BookStack shipped v26.03 in mid-March 2026 with a meaningful new theme module system and several theme events (page render, pre-save, OIDC URL customization) — the first time the project's customization surface has had real extension points rather than just template overrides. The next six weeks were almost entirely security work: four security-marked patch releases (v25.12.9, v26.03.1, v26.03.2, v26.03.4) addressing role-escalation via registration, hidden content leaking through markdown exports, style-code injection in revision diffs, and attachment/webhook URL validation gaps. Multiple researchers credited per release.
The arc is 'open up the platform, then defend it' — adding extension points was the v26.03 push, and the subsequent CVE volume reads as a coordinated audit response (often two researchers credited per advisory, suggesting public attention from pen-testers). The 25.12.x line is also still being patched in parallel, indicating the team is supporting both branches rather than forcing rapid upgrades.
Expect another v26.03.x patch release if the audit cycle isn't complete, then a return to feature work — likely more theme-event coverage and exposing more lifecycle hooks to match what the new module system can attach to. The dual-branch maintenance pattern probably continues until v25.12 hits its support cutoff.
Claap climbs from meeting analytics into deal and company reporting for revenue teams.

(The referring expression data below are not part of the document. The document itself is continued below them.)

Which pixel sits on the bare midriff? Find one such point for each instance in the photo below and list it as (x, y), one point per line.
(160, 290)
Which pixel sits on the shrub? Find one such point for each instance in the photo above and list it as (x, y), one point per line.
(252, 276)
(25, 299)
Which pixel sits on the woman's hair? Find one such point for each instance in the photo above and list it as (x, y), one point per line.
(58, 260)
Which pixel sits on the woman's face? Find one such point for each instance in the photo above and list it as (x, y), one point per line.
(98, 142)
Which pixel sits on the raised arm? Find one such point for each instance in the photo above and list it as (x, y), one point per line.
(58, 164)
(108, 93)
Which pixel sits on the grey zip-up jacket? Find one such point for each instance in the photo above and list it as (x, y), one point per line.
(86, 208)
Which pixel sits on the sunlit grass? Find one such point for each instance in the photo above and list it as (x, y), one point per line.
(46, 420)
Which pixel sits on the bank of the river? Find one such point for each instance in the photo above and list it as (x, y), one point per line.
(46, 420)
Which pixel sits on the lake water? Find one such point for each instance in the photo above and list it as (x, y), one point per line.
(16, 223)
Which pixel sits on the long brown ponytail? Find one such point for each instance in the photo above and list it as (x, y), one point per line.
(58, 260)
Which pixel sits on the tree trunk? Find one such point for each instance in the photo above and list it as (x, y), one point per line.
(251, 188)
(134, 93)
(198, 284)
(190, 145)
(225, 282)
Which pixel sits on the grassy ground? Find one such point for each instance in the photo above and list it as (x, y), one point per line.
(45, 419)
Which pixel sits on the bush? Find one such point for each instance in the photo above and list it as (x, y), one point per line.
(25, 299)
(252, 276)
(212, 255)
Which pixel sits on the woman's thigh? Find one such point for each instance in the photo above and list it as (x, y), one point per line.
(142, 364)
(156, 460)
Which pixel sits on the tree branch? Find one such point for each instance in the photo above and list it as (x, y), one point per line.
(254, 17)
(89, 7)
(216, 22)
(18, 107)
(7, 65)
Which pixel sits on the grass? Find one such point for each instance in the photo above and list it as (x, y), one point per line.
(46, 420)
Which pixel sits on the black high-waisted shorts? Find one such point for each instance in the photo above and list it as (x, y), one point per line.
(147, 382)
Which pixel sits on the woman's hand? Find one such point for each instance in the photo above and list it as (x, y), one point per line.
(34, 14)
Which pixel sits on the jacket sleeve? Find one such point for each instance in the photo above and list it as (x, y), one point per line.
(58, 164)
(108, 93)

Claap shipped Deal Report and Company Report this week, attaching its conversation-intelligence data to higher-level revenue objects rather than individual meetings. Earlier in the cycle, the workspace got tighter admin controls (Members page, customization, cleaner CRM data flows), an automations engine refresh, three new VOIP integrations (lemlist, Allo, Ringover), and a Gong integration that lets Gong recordings flow into Claap. Claap AI was rebuilt under the 2.0 label.
The product is moving up the revenue-team stack: from 'record and recap a meeting' to 'tell us the full deal story across all conversations.' Reports keyed to deal and company entities mark that shift — revenue teams care about pipeline-level rollups, not call-level transcripts. Recent integrations (Gong, VOIP, CRM data hygiene) all extend Claap's data graph rather than its UI surface, which fits the same arc.
Expect Claap to push reports as a primary surface — likely forecasting, win/loss analysis, and rep coaching dashboards that consume the same Deal Report data. The Gong integration suggests Claap is willing to be the analytics layer on top of larger revenue-data graphs, not just the source of truth.